News: The worst contact form practice
There is a practice with website contact forms which is not at all uncommon, and should be considered one of the worst mistakes that you can make with your website. If you are making this mistake, you should correct it immediately. Below I will describe this practice.
Let's say you have a contact form on your website which has 3 fields for user input:
- Name
- Message
Now let's let these variables be $1, $2, and $3. When a user fills out this form, you send them an email generated from their input which looks like this:
Hi, $1. We received your message and will reply soon. For reference, here is your message: $3.

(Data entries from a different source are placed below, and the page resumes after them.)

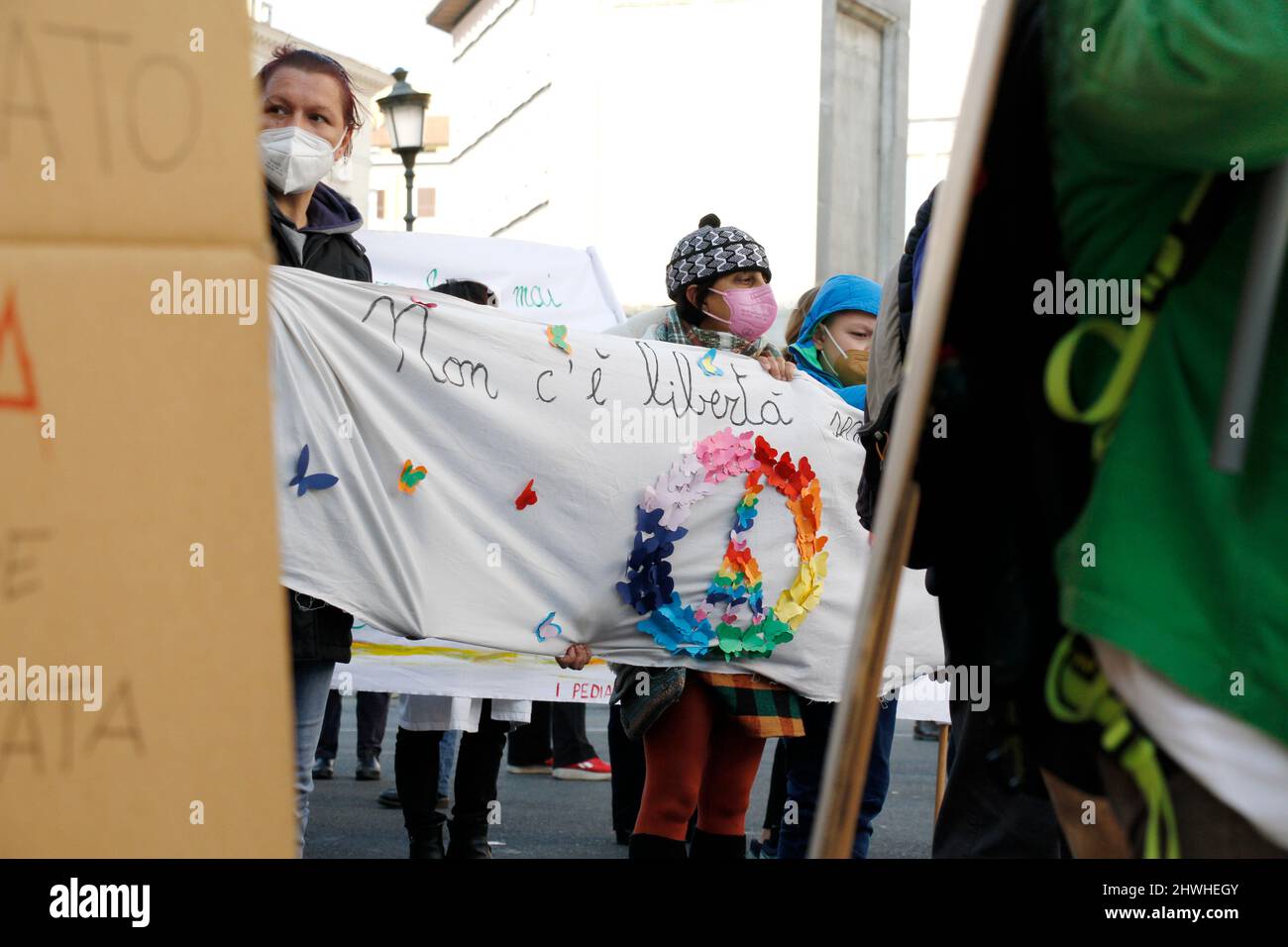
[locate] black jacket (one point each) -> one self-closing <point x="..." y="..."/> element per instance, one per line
<point x="326" y="244"/>
<point x="321" y="631"/>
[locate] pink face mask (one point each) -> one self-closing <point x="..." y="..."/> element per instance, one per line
<point x="751" y="312"/>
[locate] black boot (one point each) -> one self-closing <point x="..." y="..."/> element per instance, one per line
<point x="468" y="840"/>
<point x="717" y="847"/>
<point x="656" y="847"/>
<point x="429" y="841"/>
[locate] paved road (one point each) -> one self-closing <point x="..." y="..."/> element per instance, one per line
<point x="548" y="818"/>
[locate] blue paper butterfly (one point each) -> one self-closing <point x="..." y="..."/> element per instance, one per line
<point x="308" y="480"/>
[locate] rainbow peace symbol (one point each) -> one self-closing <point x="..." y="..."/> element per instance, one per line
<point x="712" y="629"/>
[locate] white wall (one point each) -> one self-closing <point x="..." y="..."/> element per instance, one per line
<point x="941" y="39"/>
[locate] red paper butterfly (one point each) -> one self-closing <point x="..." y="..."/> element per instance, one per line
<point x="527" y="497"/>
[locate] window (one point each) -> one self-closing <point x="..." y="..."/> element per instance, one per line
<point x="424" y="201"/>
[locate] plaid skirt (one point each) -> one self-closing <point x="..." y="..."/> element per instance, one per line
<point x="760" y="707"/>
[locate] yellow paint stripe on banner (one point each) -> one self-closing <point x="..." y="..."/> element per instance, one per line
<point x="459" y="654"/>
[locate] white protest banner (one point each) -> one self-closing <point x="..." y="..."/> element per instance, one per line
<point x="433" y="667"/>
<point x="447" y="472"/>
<point x="549" y="283"/>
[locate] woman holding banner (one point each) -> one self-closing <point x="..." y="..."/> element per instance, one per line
<point x="704" y="733"/>
<point x="829" y="341"/>
<point x="308" y="119"/>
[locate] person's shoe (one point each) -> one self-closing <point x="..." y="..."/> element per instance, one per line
<point x="369" y="768"/>
<point x="925" y="729"/>
<point x="593" y="770"/>
<point x="532" y="768"/>
<point x="429" y="845"/>
<point x="468" y="840"/>
<point x="716" y="847"/>
<point x="656" y="847"/>
<point x="323" y="768"/>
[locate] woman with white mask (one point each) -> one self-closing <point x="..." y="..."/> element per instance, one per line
<point x="309" y="114"/>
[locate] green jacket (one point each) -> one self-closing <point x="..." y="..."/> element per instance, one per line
<point x="1190" y="566"/>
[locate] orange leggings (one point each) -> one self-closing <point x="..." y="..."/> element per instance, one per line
<point x="697" y="758"/>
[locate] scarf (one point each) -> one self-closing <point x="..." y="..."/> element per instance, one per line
<point x="677" y="330"/>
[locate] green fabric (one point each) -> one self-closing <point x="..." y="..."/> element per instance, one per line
<point x="1190" y="566"/>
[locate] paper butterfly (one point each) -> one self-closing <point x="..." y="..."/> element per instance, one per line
<point x="410" y="476"/>
<point x="708" y="365"/>
<point x="305" y="480"/>
<point x="558" y="337"/>
<point x="548" y="621"/>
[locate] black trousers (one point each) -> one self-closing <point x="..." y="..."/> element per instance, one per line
<point x="777" y="800"/>
<point x="626" y="757"/>
<point x="983" y="813"/>
<point x="373" y="716"/>
<point x="557" y="729"/>
<point x="478" y="762"/>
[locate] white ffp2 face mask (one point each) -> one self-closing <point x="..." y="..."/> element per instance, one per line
<point x="294" y="158"/>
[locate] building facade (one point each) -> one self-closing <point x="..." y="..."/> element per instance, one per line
<point x="619" y="123"/>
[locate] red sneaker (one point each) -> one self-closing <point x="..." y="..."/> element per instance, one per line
<point x="593" y="770"/>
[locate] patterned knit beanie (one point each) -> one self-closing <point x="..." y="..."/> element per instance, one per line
<point x="712" y="250"/>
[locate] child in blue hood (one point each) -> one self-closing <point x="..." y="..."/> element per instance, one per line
<point x="831" y="342"/>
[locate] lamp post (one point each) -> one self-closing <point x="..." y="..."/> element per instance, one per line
<point x="404" y="115"/>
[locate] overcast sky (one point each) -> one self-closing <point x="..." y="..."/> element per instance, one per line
<point x="385" y="34"/>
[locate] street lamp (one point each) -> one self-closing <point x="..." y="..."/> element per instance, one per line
<point x="404" y="116"/>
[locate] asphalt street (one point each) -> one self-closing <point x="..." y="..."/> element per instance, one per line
<point x="552" y="818"/>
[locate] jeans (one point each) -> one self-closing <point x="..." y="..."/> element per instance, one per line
<point x="447" y="762"/>
<point x="804" y="761"/>
<point x="373" y="716"/>
<point x="531" y="744"/>
<point x="312" y="681"/>
<point x="417" y="768"/>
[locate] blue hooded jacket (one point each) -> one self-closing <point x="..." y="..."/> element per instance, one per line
<point x="842" y="292"/>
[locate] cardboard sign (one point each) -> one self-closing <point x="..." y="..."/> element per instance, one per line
<point x="138" y="551"/>
<point x="446" y="471"/>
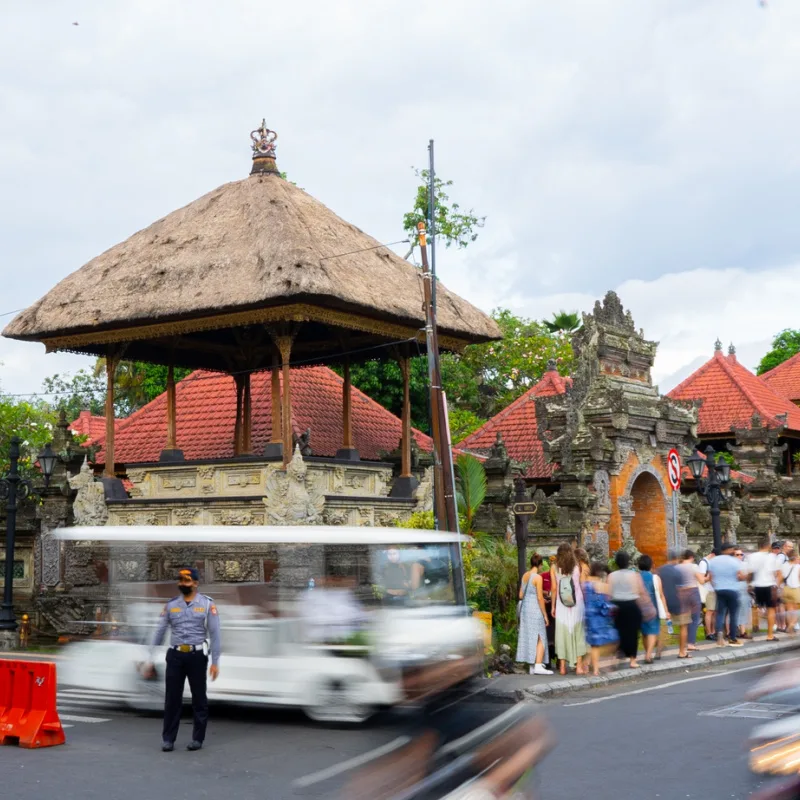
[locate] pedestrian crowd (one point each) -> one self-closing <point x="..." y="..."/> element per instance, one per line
<point x="574" y="611"/>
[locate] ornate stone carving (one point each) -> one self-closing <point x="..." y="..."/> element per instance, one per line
<point x="178" y="481"/>
<point x="243" y="569"/>
<point x="602" y="489"/>
<point x="51" y="560"/>
<point x="337" y="516"/>
<point x="292" y="498"/>
<point x="185" y="516"/>
<point x="244" y="479"/>
<point x="89" y="507"/>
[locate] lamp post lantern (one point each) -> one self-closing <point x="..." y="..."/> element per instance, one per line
<point x="718" y="474"/>
<point x="14" y="488"/>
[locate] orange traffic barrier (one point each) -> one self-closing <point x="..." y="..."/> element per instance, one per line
<point x="28" y="715"/>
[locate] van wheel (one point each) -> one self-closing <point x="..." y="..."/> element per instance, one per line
<point x="339" y="700"/>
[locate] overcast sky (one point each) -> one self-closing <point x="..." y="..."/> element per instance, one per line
<point x="649" y="146"/>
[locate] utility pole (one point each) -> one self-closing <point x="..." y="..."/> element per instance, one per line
<point x="445" y="509"/>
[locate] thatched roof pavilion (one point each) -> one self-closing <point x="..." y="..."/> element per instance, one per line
<point x="252" y="275"/>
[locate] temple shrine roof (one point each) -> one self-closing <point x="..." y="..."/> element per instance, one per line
<point x="732" y="395"/>
<point x="251" y="253"/>
<point x="91" y="426"/>
<point x="518" y="426"/>
<point x="206" y="415"/>
<point x="785" y="378"/>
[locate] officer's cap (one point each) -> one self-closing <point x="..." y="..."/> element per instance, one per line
<point x="189" y="572"/>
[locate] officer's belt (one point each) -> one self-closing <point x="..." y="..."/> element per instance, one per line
<point x="186" y="648"/>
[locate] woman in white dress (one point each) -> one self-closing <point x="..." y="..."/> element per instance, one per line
<point x="532" y="640"/>
<point x="567" y="606"/>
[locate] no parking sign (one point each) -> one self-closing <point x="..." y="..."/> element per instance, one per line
<point x="674" y="469"/>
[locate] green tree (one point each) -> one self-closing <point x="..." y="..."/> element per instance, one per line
<point x="470" y="489"/>
<point x="453" y="225"/>
<point x="784" y="346"/>
<point x="566" y="321"/>
<point x="33" y="422"/>
<point x="136" y="383"/>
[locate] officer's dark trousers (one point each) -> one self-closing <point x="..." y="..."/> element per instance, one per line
<point x="181" y="666"/>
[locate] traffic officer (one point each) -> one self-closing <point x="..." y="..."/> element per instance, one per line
<point x="192" y="617"/>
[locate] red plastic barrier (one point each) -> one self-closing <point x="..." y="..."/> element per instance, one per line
<point x="28" y="715"/>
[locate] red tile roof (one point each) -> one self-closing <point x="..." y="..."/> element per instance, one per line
<point x="206" y="416"/>
<point x="785" y="378"/>
<point x="517" y="424"/>
<point x="731" y="394"/>
<point x="91" y="426"/>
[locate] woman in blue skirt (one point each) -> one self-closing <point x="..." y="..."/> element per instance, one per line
<point x="650" y="628"/>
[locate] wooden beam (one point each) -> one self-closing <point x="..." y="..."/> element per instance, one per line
<point x="285" y="347"/>
<point x="172" y="422"/>
<point x="277" y="432"/>
<point x="347" y="409"/>
<point x="405" y="441"/>
<point x="111" y="367"/>
<point x="247" y="417"/>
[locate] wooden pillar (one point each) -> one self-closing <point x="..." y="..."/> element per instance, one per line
<point x="172" y="423"/>
<point x="347" y="409"/>
<point x="347" y="450"/>
<point x="406" y="484"/>
<point x="285" y="347"/>
<point x="171" y="451"/>
<point x="405" y="440"/>
<point x="247" y="417"/>
<point x="111" y="367"/>
<point x="237" y="427"/>
<point x="277" y="435"/>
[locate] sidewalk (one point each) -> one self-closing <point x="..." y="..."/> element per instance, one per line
<point x="615" y="671"/>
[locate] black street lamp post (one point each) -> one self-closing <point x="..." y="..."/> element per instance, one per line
<point x="12" y="489"/>
<point x="718" y="475"/>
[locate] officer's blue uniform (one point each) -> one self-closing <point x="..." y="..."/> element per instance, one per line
<point x="189" y="622"/>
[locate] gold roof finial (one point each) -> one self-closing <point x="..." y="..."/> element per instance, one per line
<point x="263" y="150"/>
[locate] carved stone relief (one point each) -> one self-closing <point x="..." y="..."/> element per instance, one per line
<point x="89" y="507"/>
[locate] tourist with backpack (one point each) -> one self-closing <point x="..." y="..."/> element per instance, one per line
<point x="567" y="606"/>
<point x="628" y="594"/>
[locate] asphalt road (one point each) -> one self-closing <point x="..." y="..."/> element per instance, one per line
<point x="646" y="740"/>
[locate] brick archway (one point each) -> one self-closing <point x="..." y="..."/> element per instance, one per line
<point x="649" y="523"/>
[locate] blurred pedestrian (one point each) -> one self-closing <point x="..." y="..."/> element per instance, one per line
<point x="192" y="617"/>
<point x="532" y="646"/>
<point x="650" y="627"/>
<point x="725" y="572"/>
<point x="567" y="606"/>
<point x="583" y="562"/>
<point x="745" y="601"/>
<point x="626" y="590"/>
<point x="600" y="630"/>
<point x="791" y="589"/>
<point x="672" y="583"/>
<point x="765" y="576"/>
<point x="707" y="596"/>
<point x="694" y="603"/>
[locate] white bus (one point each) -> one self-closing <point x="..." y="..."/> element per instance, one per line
<point x="338" y="621"/>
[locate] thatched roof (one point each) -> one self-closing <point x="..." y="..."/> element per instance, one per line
<point x="254" y="251"/>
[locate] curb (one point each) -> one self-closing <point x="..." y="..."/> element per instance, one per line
<point x="724" y="656"/>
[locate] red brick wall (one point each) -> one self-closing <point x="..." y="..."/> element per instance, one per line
<point x="649" y="525"/>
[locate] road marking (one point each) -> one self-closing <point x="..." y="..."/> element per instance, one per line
<point x="676" y="683"/>
<point x="358" y="761"/>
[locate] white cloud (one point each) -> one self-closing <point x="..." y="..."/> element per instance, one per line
<point x="649" y="147"/>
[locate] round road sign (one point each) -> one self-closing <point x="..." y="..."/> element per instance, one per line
<point x="674" y="469"/>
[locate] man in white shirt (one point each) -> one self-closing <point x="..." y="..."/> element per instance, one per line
<point x="765" y="577"/>
<point x="708" y="596"/>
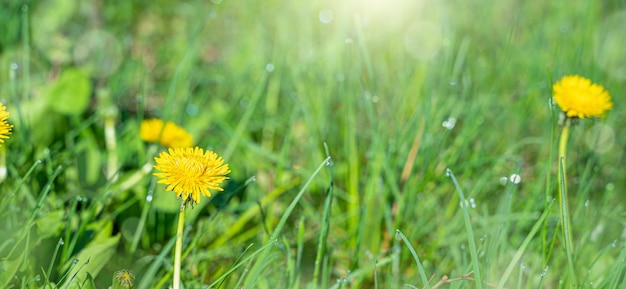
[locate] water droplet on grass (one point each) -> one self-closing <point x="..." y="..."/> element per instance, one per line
<point x="326" y="16"/>
<point x="449" y="123"/>
<point x="192" y="109"/>
<point x="515" y="178"/>
<point x="610" y="187"/>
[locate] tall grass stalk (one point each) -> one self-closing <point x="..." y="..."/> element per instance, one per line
<point x="420" y="267"/>
<point x="468" y="230"/>
<point x="255" y="271"/>
<point x="522" y="249"/>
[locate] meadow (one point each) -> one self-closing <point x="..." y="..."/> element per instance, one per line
<point x="371" y="144"/>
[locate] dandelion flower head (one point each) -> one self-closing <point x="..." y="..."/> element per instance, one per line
<point x="191" y="171"/>
<point x="579" y="97"/>
<point x="124" y="278"/>
<point x="5" y="127"/>
<point x="172" y="136"/>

This is very common. Do you see the mistake? Here, let me help you by filling in the variables maliciously. Here is how I am filling out your contact form:
Name: Cheap Viagra
Email: SomeoneThatIsntMe@gmail.com
Message: You can buy cheap viagra at my website, cheapvigra.notareal.tld
And now, SomeoneThatIsntMe@gmail.com (who is in fact not me) will receive this email from you:
Hi, Cheap Viagra. We received your message and will reply soon. For reference, here is your message: You can buy cheap viagra at my website, cheapvigra.notareal.tld
Do you now see the problem? This is as bad as being an open SMTP relay. You are in fact an open relay for anyone to use for the purpose of sending spam to anyone, at any time, from you. If your website functions like this, you need to resolve it immediately. There are clear trends that we use to identify this behavior. When we think we see it, we will visit your website and see if we can confirm that your website functions like this. If it does, we will block it from sending email until you fix it.